Fig. 2: Wasting prevalence by age in all 90 LMIC (bars) and stratified by country income groups (symbols).
figure2

Error bars represent 95% confidence intervals for the prevalence in each group.

Wasting prevalence among children aged 0–11 months varied from 0.8% in Peru to 28.9% in India, whereas for children aged 48–59 months age the range was from 0.0% in Eswatini to 22.5% in Timor-Leste. Tests for linear trends in wasting prevalence showed statistically significant declines with age in 72 countries and increases with age only in the Maldives. For the remaining 17 countries, there was no evidence of a linear trend (Supplementary Table 3). Regarding national estimates, Peru showed the lowest national wasting prevalence (0.5%) and Timor-Leste the highest (24.0%) (data not shown).
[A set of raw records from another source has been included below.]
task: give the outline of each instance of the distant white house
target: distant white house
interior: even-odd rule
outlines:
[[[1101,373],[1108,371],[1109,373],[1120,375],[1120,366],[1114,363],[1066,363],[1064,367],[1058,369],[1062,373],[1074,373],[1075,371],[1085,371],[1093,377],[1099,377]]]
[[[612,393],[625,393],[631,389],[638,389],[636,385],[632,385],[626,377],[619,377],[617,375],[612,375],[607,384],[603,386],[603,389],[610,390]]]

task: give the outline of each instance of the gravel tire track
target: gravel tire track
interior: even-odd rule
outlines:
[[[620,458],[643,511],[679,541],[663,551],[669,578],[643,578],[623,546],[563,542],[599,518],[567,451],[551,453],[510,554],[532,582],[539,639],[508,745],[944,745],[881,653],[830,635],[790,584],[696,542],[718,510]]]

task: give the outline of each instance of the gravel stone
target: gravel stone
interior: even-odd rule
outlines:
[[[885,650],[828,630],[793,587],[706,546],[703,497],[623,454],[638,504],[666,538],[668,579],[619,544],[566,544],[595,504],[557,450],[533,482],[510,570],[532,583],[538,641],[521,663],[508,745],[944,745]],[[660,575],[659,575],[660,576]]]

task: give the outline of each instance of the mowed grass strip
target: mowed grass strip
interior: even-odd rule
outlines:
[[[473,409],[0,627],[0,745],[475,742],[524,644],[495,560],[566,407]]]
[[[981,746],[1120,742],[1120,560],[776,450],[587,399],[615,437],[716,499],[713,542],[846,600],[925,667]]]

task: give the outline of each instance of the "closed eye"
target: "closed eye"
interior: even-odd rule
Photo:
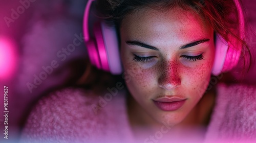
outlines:
[[[202,54],[197,56],[182,56],[182,57],[187,59],[189,61],[196,61],[198,60],[204,60]]]
[[[146,62],[151,61],[154,58],[155,56],[150,56],[150,57],[140,57],[138,56],[135,54],[134,55],[134,57],[133,58],[133,60],[136,62]]]

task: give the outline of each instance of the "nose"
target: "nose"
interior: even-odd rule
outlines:
[[[163,64],[160,68],[161,76],[158,79],[159,86],[172,90],[181,85],[178,65],[175,62]]]

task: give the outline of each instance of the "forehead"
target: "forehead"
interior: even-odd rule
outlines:
[[[198,14],[191,11],[179,8],[166,11],[147,8],[127,15],[120,31],[126,39],[156,45],[157,41],[169,42],[170,39],[183,43],[209,38],[210,29]]]

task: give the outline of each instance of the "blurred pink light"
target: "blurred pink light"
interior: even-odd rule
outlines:
[[[13,76],[17,65],[15,45],[11,40],[0,37],[0,79],[8,80]]]

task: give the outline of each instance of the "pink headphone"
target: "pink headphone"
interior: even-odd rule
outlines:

As a consequence of the higher prevalence of both overweight and wasting among younger children, the proportions of children with appropriate WHZ (between −2 and +2 Z scores) increased with age, being approximately to 78, 85, 88, 89, and 90% for age groups 0–11, 12–23, 24–35, 36–47, and 48–59 months, respectively (Supplementary Fig. 6).
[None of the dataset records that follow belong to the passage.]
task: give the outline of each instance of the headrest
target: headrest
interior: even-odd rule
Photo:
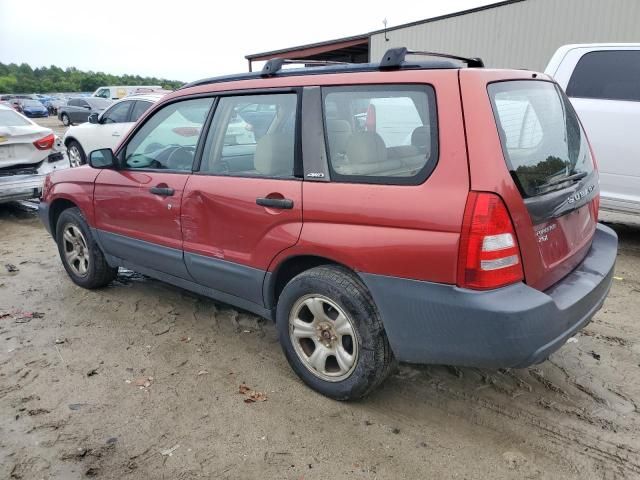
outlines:
[[[294,141],[291,134],[265,135],[256,144],[255,169],[270,177],[293,175]]]
[[[384,162],[387,147],[376,132],[354,133],[347,143],[347,158],[351,164]]]

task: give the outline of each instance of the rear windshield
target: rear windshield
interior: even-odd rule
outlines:
[[[584,131],[556,84],[520,80],[488,90],[507,165],[524,197],[565,188],[593,171]]]
[[[31,125],[31,123],[13,110],[0,110],[0,127],[22,127],[25,125]]]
Figure 3 presents the mean WHZ according to country income groups. Regardless of age, upper-middle-income countries showed the highest mean WHZ, which was a little above 0 for all ages. Mean WHZ was stable in lower-middle and upper-middle-income countries, while for low-income countries a decline is observed between 0 and 12 months of age.

Fig. 3
figure3

The lines represent mean WHZ according to age in each country income group, while the shades represent 95% confidence intervals.

In Supplementary Fig. 4, the boxplots show the distribution in all countries studied of WHZ scores and respective standard deviations across age groups. Median values of the national-level WHZ means were close to zero, being similar among all age groups (heterogeneity p value = 0.659), median of the standard deviations of the national-level WHZ means were higher among infants than older children (heterogeneity p value < 0.001), for whom standard deviations were just above 1.0. Out of the 90 surveys included in the present analyses, in 86 the standard deviation for infants exceeded the maximum recommended value of 1.1; the corresponding numbers of surveys exceeding this cutoff were 71, 49, 44, and 41 for children aged 1–4 years, respectively.

Figure 4 shows prevalence of the two outcomes (overweight and wasting) according to mean WHZ by age. Each dot represents one age group in a country, totaling 450 observations. The fitted curves for infants are well above the curves for older children, showing that the same level of mean WHZ is associated both with higher overweight (Fig. 4A) as well as higher wasting prevalence (Fig. 4B) in infants than for older children. This pattern is due to the wider standard deviations among infants, as shown in Supplementary Fig. 4B.

Fig. 4: Mean prevalence of overweight and wasting according to mean WHZ, by age (N = 450).
figure4

Comparison between mean WHZ and prevalence of overweight (A) and wasting (B). Each dot represents one age group in a country, totaling 450 combinations of country and age group.